By John Fritz, Director of New Media Learning and Development
Maybe you're curious about UMBC's latest national news coverage, or you log into myUMBC to add money to your campus ID card or just have your browser's "Home" button set to www.umbc.edu. However you arrive, if you do so on a Friday afternoon, you're likely to witness a metamorphosis quite rare in higher education: a completely different looking home page each week.
During the semester, nearly 10,000 people visit UMBC's Web site every day. Of those, almost half start with the campus home page. That's not terribly surprising, but did you know the home page feature window consistently ranks in the top 15-20 of all pages? Last week, when Newsweek named UMBC a "Hot" school, the accompanying "window" nearly cracked the top 10 for the first time with more than 2,000 page views? This suggests a lot of you are watching (and returning) to the home page, which is exactly what you want with a site. Quite simply, dynamic content like the window feature, daily Campus Life links, Today@UMBC, news headlines and Featured Site help make UMBC's home page "sticky." Users tend to return.
The window concept is simple, but the execution isn't: change the home page photo each week (not so bad) AND write a new, timely and interesting story to match it. That's tough. UCLA, Buffalo and others are also putting a lot of work into home page features. But few schools I know are doing this on a weekly basis. Even if external visitors don't scan the archive that accompanies each feature, its growing length suggests substance.
Of course that's good news for UMBC, but it's also good for all of the department and organization sites connected to it. Since a home page serves as a Web site's primary navigation, it's important that people be able to easily start from and return to it to find what they're looking for. And maybe be surprised by something they aren't.
So, who actually cleans the home page window, and how are stories selected? Typically, the window is part of a Monday morning meeting about online content in the Office of Institutional Advancement. Key sites include Techport, news, campus life, Insights Weekly and the Graduate School site, which is currently being redesigned.
In addition Online News Editor Eleanor Lewis meets with Marketing Director Sara Sommerville every other month to coordinate the Window's long-term schedule with strategic university needs -- graduate recruitment is big right now -- develop future assignments for their OIA colleagues Charlie Melichar, Chip Rose, Miriam Tillman and Dave Daniel, and generally try to anticipate what might be topical.
Many stories come from existing publications the campus might not see often, like the Graduate Admissions view book or the university's annual report edited by Sandra Dzija and Karen Baxter.
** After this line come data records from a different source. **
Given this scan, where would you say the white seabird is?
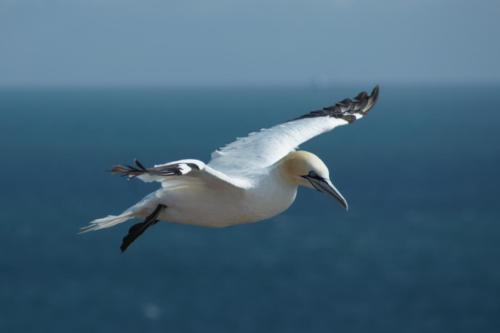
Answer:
[81,86,379,251]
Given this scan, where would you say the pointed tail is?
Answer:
[80,210,135,234]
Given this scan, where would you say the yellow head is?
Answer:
[280,151,348,209]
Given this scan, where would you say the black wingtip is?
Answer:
[370,84,380,104]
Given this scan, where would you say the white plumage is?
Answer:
[82,87,378,251]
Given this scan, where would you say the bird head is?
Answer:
[282,151,348,210]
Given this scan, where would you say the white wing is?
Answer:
[111,159,245,190]
[208,86,379,175]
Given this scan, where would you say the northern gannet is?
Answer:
[81,86,379,252]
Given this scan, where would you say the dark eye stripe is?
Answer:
[307,170,325,180]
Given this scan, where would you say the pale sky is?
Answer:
[0,0,500,86]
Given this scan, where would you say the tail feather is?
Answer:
[80,211,134,234]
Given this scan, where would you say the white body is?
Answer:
[83,87,378,232]
[150,168,297,227]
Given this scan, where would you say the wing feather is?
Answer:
[208,86,379,175]
[111,159,245,189]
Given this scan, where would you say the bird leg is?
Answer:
[120,205,167,252]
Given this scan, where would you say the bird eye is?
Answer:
[307,170,324,180]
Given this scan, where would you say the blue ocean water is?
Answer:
[0,85,500,332]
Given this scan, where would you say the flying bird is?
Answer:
[81,86,379,252]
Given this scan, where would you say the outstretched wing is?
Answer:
[208,86,379,175]
[111,159,244,189]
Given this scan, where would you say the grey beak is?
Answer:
[304,176,349,210]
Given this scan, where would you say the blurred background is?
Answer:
[0,0,500,332]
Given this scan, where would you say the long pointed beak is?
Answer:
[307,177,349,210]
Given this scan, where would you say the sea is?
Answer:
[0,83,500,333]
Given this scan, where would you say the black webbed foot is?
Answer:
[120,205,167,252]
Associate Director of Creative Services Peggy Boney '94, who designed those publications and the UMBC home page, also designs the window feature page, with occasional backup from Jim Lord and Kristin Brings.
"The window certainly is a collaborative effort that helps market the university to prospective students, parents, businesses and friends," says Lewis. "But I think it's also helped build community."
If you'd like to increase traffic to your site, here are a few tips to consider:
Track your site. UMBC uses WebTrends and can create a profile for your site if it's hosted on the main webserver-sorry, we can't track personal pages. To request a WebTrends profile, send email to webdev@umbc.edu and include the URL of your site.
Tell users when you add content. Provide a "What's New," "Announcements," or "About This Site" section. A pet peeve: Don't make these secondary links users have to click to open. If it's new, it should be important enough to give it space on your home page where people won't miss it.
Don't go it alone. Just as the home page window is collaborative effort within OIA, cultivate the habit and culture of talking about your Web site with colleagues in your department or organization. Nobody has all the answers, and you'll actually learn a lot from each other about how real people use the web. If you don't have someone to talk to, consider joining the UMBC Web Developers group for announcements.
And of course I hope you'll make a link to the UMBC home page. We'd like all your new visitors to know where they can find more cool sites.
Tech Watch appears in Insights the first Wednesday of each month.